这个动作持续了十四年。我把她从第一次坠落中接住,她在他内心,那个少年的内心一直没有落地。可下坠本身也是一种姿态——她一直在落,少年也一直在成长,他们之间就这样形成了一种永恒的悬停。
虽然拍摄过程嘻嘻闹闹,又累又烦琐,灯具的烘烤声,伴随着窗外不耐烦的狗叫,但拍出的图像却真实的把我拉入一个少年内心尘封的角落中。我呆坐在电脑前,在最后一次校准完声轨后,看着图片在图像软件中蒙上了旧照片的一层雾后,那股“亡妻回忆录”的味道突然从鼻头反噬到前额叶…

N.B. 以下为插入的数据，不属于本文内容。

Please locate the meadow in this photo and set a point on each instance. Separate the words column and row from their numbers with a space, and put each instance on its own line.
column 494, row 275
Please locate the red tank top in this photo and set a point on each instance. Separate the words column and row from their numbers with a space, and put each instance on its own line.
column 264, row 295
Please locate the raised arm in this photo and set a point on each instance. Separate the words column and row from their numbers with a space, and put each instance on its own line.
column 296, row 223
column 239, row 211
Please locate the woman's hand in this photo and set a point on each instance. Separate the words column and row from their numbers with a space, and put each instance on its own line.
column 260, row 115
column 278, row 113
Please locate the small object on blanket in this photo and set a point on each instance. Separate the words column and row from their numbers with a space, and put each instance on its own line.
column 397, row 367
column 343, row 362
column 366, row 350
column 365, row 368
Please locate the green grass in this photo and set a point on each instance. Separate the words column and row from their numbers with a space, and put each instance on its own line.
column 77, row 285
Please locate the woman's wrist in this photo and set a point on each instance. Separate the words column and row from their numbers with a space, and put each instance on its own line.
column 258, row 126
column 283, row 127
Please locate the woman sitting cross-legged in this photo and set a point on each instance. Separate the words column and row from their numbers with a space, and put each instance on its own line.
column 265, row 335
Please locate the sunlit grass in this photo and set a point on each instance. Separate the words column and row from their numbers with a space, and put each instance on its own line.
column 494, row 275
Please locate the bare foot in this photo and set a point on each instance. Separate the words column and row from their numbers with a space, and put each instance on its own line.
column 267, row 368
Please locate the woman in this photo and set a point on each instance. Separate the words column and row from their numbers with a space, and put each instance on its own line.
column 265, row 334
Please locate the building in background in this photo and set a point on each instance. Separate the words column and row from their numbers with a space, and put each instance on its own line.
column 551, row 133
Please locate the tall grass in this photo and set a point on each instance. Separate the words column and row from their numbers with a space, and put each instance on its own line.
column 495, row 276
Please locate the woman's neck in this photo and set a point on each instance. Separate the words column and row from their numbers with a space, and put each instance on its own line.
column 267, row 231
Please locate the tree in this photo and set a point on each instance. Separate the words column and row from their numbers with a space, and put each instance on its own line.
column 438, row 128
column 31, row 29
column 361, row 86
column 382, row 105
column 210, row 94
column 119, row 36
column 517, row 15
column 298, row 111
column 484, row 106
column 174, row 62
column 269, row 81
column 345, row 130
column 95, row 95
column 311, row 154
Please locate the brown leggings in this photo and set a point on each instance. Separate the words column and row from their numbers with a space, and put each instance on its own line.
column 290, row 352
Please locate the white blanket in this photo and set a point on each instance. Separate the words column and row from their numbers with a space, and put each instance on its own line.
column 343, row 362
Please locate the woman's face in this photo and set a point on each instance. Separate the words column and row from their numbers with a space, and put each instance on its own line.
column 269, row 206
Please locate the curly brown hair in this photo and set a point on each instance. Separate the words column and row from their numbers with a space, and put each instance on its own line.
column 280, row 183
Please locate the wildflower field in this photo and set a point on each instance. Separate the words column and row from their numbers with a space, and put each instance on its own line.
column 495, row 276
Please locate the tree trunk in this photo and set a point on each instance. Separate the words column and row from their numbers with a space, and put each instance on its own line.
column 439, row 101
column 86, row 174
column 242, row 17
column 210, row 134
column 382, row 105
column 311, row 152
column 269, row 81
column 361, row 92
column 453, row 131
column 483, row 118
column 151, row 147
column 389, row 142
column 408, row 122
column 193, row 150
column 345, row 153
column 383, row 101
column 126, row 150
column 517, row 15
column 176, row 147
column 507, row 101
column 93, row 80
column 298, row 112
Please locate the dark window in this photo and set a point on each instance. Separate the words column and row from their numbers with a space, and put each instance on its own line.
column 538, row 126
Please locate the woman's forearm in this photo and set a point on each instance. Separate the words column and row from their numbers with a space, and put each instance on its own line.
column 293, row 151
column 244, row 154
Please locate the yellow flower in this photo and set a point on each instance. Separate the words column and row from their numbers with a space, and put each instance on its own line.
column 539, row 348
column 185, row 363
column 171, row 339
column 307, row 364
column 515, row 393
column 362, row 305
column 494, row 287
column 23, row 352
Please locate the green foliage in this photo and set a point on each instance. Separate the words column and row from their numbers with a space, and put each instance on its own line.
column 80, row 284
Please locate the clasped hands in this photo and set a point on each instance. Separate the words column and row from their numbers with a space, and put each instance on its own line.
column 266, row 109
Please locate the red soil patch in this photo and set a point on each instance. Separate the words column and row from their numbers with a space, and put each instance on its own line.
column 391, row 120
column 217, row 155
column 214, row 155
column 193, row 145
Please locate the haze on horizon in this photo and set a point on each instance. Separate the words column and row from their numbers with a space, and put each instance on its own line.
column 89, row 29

旧照片里的我,似乎真的演出了沉重的下坠感。这种无力感无关乎体态身姿是否轻盈,而是再纤弱的身体,在死亡中,都会凝固成一块石。都我常在想,荒木经惟拍摄阳子的时候,阳子还在看他。镜头内外,目光往来,那是活人之间的角力。荒木的相机里有阳子的遗容。我的记忆里全是她最后的姿势——不是在病床上,而是那天午后她从阳台推门进来的样子,光从她身后涌过来,像要把她吃掉。她笑着说:“我好像瘦了很多。”那条碎花裙子空荡荡地挂在她身上,风一吹,像一面投降的旗。

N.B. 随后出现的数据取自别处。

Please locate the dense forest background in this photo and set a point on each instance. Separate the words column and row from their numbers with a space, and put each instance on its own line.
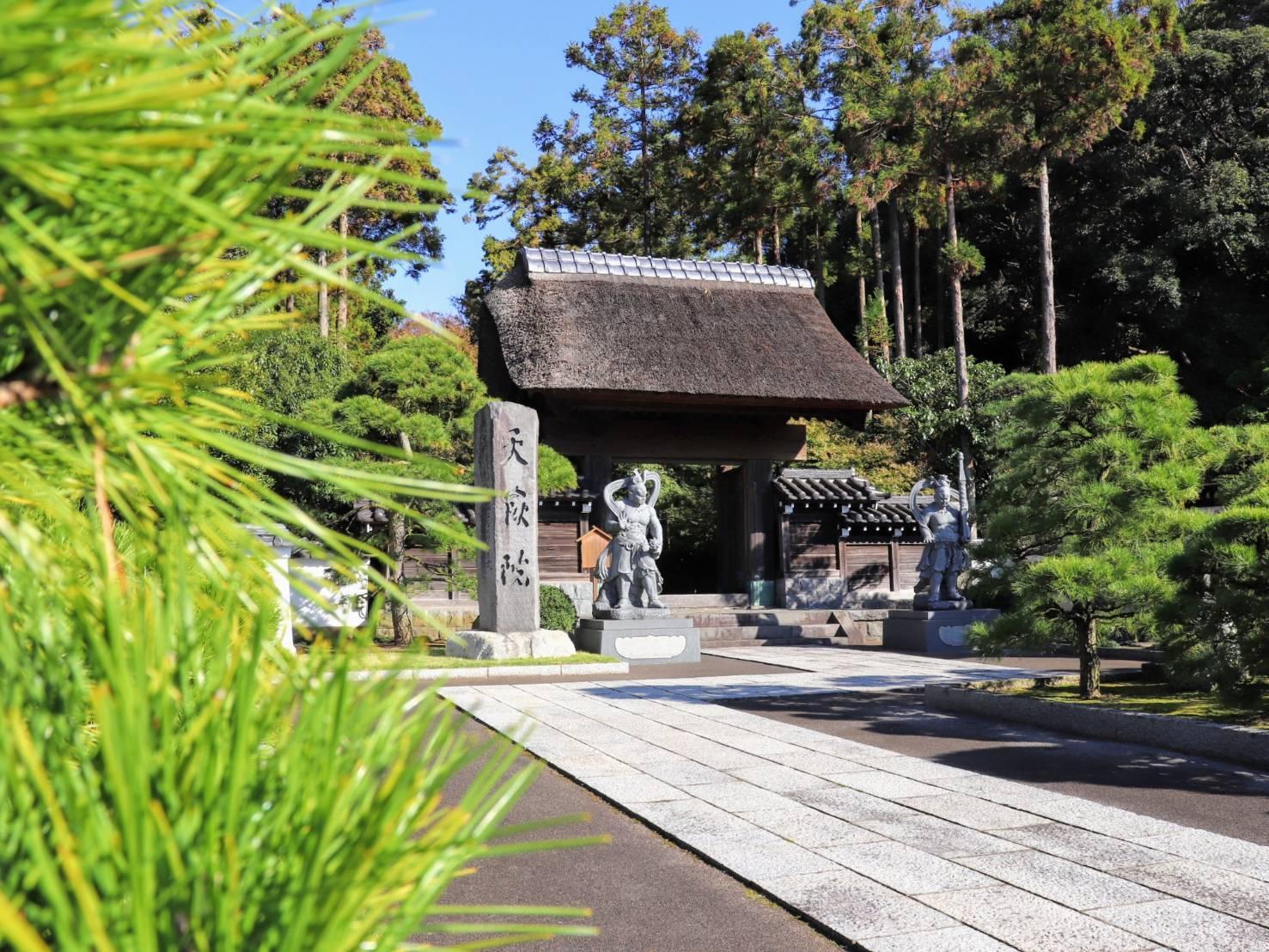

恋shi行为,从精神分析角度看,是施虐倾向向受虐倾向的转化,也是自恋性依恋的极致体现。他不再是毁灭者,而是成为了shi 体的“守护者”和“爱人”。shi 体失去了反抗能力,成为了绝对安全、永不背叛的依恋对象。这满足了他对爱情“永恒性”和“纯粹性”的病态追求-- 即爱欲与死欲的合谋。
“我的施虐,是拒绝让她消失。
我的受虐,是她永远不会回来。”
这大概就是🧊恋和虐恋两条荆棘的交集之处。
有人说这是爱。
有人说这是病。
荒木经惟说,他拍阳子的遗容,是因为不想忘记。我理解这种说法,但我知道那只是说给外人听的。真相是——他不想她被忘记。
而我们——不会让她被忘记。
这也许是🧊恋定拍历史上一次里程碑式的作品,但在漫长的死亡的黑夜里,应盛开一朵妖冶而冰冷的黑色玫瑰。